March 02, 2005

Matt, You Might Want To Skip This One

Because it's about our parents and it's only fair to warn you.

Mum and Dad have been giving me $20/wk for several months, and so often it's been a lifesaver - enough money to pay the therapist or get some power. The 'condition' with that was that I write to them once a week or so, because they said that they don't want to be viewed as an ATM. Fair enough.

Well I got myself in the shit a few times over the last couple of months and I owe them $300. Mum sent me a text yesterday to say that she had cancelled the $20 AP.

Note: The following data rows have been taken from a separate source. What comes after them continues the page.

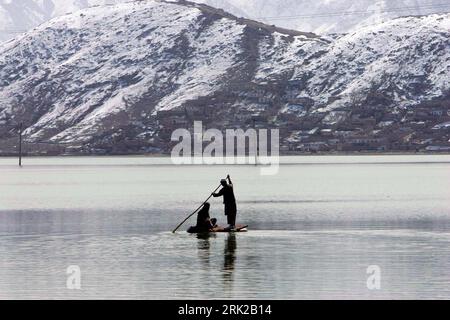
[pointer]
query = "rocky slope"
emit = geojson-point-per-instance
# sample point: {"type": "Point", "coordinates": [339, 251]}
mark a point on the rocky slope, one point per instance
{"type": "Point", "coordinates": [319, 16]}
{"type": "Point", "coordinates": [120, 78]}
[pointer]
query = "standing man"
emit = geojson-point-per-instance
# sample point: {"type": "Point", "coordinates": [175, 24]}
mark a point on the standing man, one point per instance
{"type": "Point", "coordinates": [229, 201]}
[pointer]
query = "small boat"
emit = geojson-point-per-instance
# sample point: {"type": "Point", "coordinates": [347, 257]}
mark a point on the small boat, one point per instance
{"type": "Point", "coordinates": [218, 229]}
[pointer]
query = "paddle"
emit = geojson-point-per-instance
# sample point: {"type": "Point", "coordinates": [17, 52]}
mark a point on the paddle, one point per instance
{"type": "Point", "coordinates": [179, 226]}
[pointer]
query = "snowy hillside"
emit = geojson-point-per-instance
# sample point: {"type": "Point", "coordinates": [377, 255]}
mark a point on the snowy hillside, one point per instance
{"type": "Point", "coordinates": [121, 78]}
{"type": "Point", "coordinates": [319, 16]}
{"type": "Point", "coordinates": [91, 72]}
{"type": "Point", "coordinates": [17, 16]}
{"type": "Point", "coordinates": [324, 16]}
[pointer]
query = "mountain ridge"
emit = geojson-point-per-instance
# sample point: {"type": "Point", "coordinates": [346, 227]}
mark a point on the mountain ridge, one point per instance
{"type": "Point", "coordinates": [120, 79]}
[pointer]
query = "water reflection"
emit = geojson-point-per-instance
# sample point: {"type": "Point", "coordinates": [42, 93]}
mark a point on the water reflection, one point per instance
{"type": "Point", "coordinates": [229, 257]}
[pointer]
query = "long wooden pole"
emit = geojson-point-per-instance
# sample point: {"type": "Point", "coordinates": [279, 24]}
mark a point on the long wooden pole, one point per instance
{"type": "Point", "coordinates": [20, 144]}
{"type": "Point", "coordinates": [179, 226]}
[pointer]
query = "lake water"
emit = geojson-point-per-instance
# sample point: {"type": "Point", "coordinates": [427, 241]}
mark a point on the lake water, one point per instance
{"type": "Point", "coordinates": [315, 228]}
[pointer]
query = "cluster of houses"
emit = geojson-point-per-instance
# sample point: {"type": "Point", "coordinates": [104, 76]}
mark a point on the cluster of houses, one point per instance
{"type": "Point", "coordinates": [307, 130]}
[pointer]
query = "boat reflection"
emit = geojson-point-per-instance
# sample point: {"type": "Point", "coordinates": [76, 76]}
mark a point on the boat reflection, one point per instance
{"type": "Point", "coordinates": [229, 257]}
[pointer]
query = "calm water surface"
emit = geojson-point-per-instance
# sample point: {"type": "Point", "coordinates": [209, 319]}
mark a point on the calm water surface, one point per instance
{"type": "Point", "coordinates": [314, 229]}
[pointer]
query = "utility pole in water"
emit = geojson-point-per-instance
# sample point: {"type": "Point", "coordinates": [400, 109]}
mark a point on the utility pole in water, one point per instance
{"type": "Point", "coordinates": [257, 142]}
{"type": "Point", "coordinates": [20, 144]}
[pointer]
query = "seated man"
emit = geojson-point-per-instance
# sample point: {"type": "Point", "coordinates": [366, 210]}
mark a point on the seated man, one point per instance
{"type": "Point", "coordinates": [204, 222]}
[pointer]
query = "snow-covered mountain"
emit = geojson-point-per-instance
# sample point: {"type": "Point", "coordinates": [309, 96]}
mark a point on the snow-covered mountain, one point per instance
{"type": "Point", "coordinates": [325, 16]}
{"type": "Point", "coordinates": [319, 16]}
{"type": "Point", "coordinates": [18, 16]}
{"type": "Point", "coordinates": [121, 78]}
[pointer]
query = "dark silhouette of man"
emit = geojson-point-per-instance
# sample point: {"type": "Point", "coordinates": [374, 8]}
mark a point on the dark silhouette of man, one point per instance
{"type": "Point", "coordinates": [229, 201]}
{"type": "Point", "coordinates": [204, 221]}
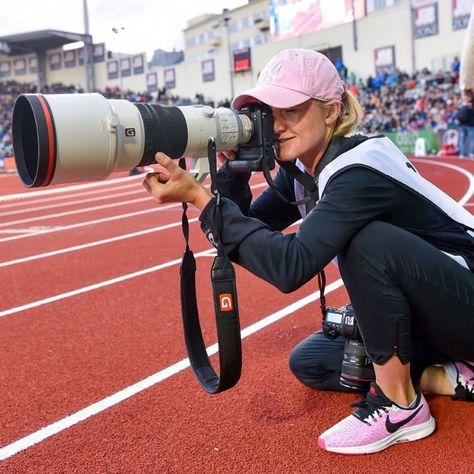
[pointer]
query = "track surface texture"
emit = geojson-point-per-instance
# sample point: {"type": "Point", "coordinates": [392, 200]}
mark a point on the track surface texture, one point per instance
{"type": "Point", "coordinates": [94, 374]}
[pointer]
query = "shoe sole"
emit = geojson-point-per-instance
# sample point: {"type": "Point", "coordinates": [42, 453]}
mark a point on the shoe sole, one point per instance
{"type": "Point", "coordinates": [404, 435]}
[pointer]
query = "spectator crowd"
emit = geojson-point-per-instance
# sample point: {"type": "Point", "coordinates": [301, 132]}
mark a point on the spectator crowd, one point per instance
{"type": "Point", "coordinates": [392, 102]}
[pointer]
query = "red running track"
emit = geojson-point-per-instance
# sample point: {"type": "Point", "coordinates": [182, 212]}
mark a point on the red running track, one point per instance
{"type": "Point", "coordinates": [94, 373]}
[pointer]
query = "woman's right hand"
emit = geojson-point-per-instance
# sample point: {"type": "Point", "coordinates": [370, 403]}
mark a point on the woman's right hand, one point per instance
{"type": "Point", "coordinates": [223, 156]}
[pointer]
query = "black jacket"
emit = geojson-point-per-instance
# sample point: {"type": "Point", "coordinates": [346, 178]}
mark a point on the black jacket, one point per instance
{"type": "Point", "coordinates": [352, 199]}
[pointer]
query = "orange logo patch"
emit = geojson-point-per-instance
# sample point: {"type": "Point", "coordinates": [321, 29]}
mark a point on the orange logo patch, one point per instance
{"type": "Point", "coordinates": [225, 301]}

I was a little bit shocked - she signed off the text "lol mum" which either means lots of laughter (i.e. I'm joking) or lots of love (i.e. I'm joking). So I sent Dad an email this morning and he confirmed that this was indeed the case:

Yes, that the plan – the $300 is in advance to help sort your cash flow problems. That will also be assisted by WINZ and the bank coming to the party, so you should be right now.

I just want to ring them up and scream at them "I AM DYING!!!"

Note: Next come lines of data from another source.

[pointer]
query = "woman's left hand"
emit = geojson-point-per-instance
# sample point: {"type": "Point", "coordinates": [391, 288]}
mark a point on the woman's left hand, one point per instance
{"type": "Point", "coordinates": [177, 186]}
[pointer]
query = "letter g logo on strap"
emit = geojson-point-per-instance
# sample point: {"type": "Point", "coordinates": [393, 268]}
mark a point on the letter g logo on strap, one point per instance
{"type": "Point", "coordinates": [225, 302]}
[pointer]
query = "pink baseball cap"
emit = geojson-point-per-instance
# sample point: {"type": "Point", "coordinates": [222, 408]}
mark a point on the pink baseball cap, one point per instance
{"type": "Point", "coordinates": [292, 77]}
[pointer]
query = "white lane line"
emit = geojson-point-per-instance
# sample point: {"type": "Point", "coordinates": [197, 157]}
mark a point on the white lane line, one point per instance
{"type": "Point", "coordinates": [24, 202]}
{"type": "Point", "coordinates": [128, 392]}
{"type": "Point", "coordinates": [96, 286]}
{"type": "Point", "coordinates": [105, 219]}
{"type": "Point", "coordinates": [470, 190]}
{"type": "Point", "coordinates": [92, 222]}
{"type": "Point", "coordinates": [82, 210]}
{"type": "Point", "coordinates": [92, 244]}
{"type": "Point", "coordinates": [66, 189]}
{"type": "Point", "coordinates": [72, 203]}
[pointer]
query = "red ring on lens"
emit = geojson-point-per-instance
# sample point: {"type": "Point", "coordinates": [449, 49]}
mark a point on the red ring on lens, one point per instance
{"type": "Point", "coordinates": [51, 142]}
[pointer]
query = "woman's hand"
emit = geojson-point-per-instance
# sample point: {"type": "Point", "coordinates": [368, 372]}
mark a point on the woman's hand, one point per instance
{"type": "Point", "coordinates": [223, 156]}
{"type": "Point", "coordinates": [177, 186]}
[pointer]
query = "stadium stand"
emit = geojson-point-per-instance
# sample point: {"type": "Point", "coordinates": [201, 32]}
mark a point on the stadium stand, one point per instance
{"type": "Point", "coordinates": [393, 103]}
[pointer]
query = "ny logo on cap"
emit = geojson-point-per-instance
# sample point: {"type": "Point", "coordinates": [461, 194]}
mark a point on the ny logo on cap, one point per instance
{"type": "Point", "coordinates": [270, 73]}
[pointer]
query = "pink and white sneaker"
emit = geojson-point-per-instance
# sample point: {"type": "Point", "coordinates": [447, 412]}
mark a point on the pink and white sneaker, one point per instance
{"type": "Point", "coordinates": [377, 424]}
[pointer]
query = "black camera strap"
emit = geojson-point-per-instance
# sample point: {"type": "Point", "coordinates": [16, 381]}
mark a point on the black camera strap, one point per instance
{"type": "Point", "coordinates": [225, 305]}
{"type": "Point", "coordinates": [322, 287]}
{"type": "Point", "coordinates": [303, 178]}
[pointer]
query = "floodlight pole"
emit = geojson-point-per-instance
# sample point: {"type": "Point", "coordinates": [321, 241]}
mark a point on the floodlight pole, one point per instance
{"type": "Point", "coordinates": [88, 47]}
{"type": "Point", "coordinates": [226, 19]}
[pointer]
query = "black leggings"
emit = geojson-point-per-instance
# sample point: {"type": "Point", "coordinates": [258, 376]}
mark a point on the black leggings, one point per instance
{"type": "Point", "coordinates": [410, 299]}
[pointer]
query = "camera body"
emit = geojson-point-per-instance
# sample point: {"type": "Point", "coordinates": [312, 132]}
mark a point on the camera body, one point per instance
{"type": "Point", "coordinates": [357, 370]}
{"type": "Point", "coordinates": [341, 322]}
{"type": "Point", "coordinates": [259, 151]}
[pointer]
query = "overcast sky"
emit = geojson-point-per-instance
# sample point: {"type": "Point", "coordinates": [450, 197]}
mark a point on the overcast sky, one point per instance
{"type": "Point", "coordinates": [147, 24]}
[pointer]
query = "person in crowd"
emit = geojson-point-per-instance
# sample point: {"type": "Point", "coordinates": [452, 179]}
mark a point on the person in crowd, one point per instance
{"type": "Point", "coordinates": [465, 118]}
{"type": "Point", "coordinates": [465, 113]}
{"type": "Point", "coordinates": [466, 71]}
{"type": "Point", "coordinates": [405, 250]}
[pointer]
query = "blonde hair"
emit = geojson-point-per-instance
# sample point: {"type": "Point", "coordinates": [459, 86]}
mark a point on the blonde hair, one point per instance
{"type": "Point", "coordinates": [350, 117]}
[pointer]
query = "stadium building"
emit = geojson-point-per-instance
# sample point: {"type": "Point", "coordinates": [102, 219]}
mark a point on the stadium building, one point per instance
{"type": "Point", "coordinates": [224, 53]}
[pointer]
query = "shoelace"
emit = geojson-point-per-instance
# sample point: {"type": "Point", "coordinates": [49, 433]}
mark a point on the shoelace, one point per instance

My therapist wants me admitted to hospital yesterday and I will hear from my GP today I expect. Another $50. I'll need to put petrol in the Scud because I'm not meant to be walking much at the moment. Another $20. I am running the heater because I'm really cold, so I'll need to get another $10 of power too.

I mean, I don't think I'm extravagant. I don't go to the movies or drinking (more than once in a blue moon). I don't buy new clothes except to replace decade-old underwear. I'm not buying alcohol or drugs. It's just that being sick introduces all sorts of expenses that people just don't think about.

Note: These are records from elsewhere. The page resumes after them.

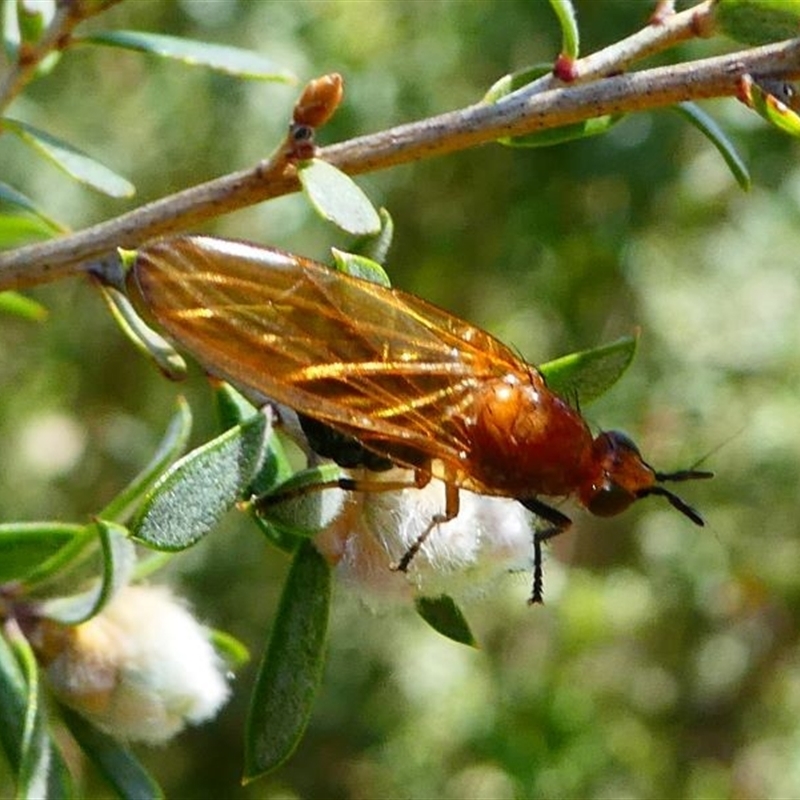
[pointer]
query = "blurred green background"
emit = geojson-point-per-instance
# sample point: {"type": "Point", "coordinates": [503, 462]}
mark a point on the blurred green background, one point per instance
{"type": "Point", "coordinates": [665, 662]}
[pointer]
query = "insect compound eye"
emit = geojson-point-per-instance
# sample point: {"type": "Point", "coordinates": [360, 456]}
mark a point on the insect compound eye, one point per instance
{"type": "Point", "coordinates": [609, 500]}
{"type": "Point", "coordinates": [619, 442]}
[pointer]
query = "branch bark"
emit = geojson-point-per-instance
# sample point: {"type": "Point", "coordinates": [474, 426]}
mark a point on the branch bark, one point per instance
{"type": "Point", "coordinates": [534, 108]}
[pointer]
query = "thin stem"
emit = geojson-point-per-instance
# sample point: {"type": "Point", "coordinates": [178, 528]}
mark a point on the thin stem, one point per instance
{"type": "Point", "coordinates": [514, 115]}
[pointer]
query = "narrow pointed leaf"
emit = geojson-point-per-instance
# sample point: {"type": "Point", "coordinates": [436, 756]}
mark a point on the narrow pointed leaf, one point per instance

I am really, really hurt by them. Do they want me to die? Or do they just think I enjoy begging them for money because:
1) It's so non-humiliating; and
2) They're so generous?

I can't get over the feeling that they think I'm trying to fleece them. It's hard to match up this behaviour and email with this other one from Dad 3 months ago:

Good on you for doing the eating disorder programme – getting well is your full time job at present and the most important thing you could possibly be doing. You don’t get many chances. Take all the help you can get and let us know what we need to be doing to help you.

Posted by phreq at March 2, 2005 08:00 AM | TrackBack
Comments

Oh Jen. I wish I could help. This whole post just makes me sad. Also the fact that food is not one of the expenses on your list. I'll see what I can do.

Love

Posted by: giffy at March 2, 2005 11:00 AM

And it seems a trifle ironic that this is what you're experiencing from your family financially, when you're suffering from a disease of getting by on too little sustainance in other ways.

Posted by: suraya at March 2, 2005 11:51 AM

yeah, you put your finger on it. I feel at times that my whole life has been little more than a painful search for love from my parents that I'm never going to feel.

I don't know if they think they love me or not, but I've never felt that they loved me and they seem to do little to dispell that perception.

Contact with them is hurting me too much and I don't have the resources to deal with it. Too much, too long. I don't need the heart-break and humiliation. If they think I am not worth a few hundred dollars then I guess they don't value me too highly.

I mean, make no mistake - I've sent them letters telling them how desperate I am, and how the dr is worried about my heart and kidney function. I've told them that I am at the end of my rope at times. I've told them I'm deeply depressed.

They know the situation. This *is* life or death. And I want to live, but it's a long grinding painful process towards health and yes, it takes money, and it also takes love and care and concern. I'm not seeing much of any of that from them.

Posted by: phreq at March 2, 2005 07:27 PM

I find it hard to understand what you are going through a lot of the time as 1) I don't have an eating disorder and never have and 2) My parents just lent me and my sister a whole big lot of money and would do it again.

What I don't find hard to imagine is how I would feel if my parents didn't support me as much as they do. I don't find it hard to want to help you and love you either. Having no money is horrible. It is worse when you actually are UNABLE to make more and you have trouble convincing those who are supposed to be your biggest supporters that this is the case.

I hope I am helping and that you don't feel bad about accepting it.

Love

Posted by: giffy at March 2, 2005 08:53 PM

Thank you *hug*

No, I don't feel bad about accepting it because I know you genuinely want to help, and I know that I genuinely need it. I just hope that down the track I'll be in a position to help you out when you need it too.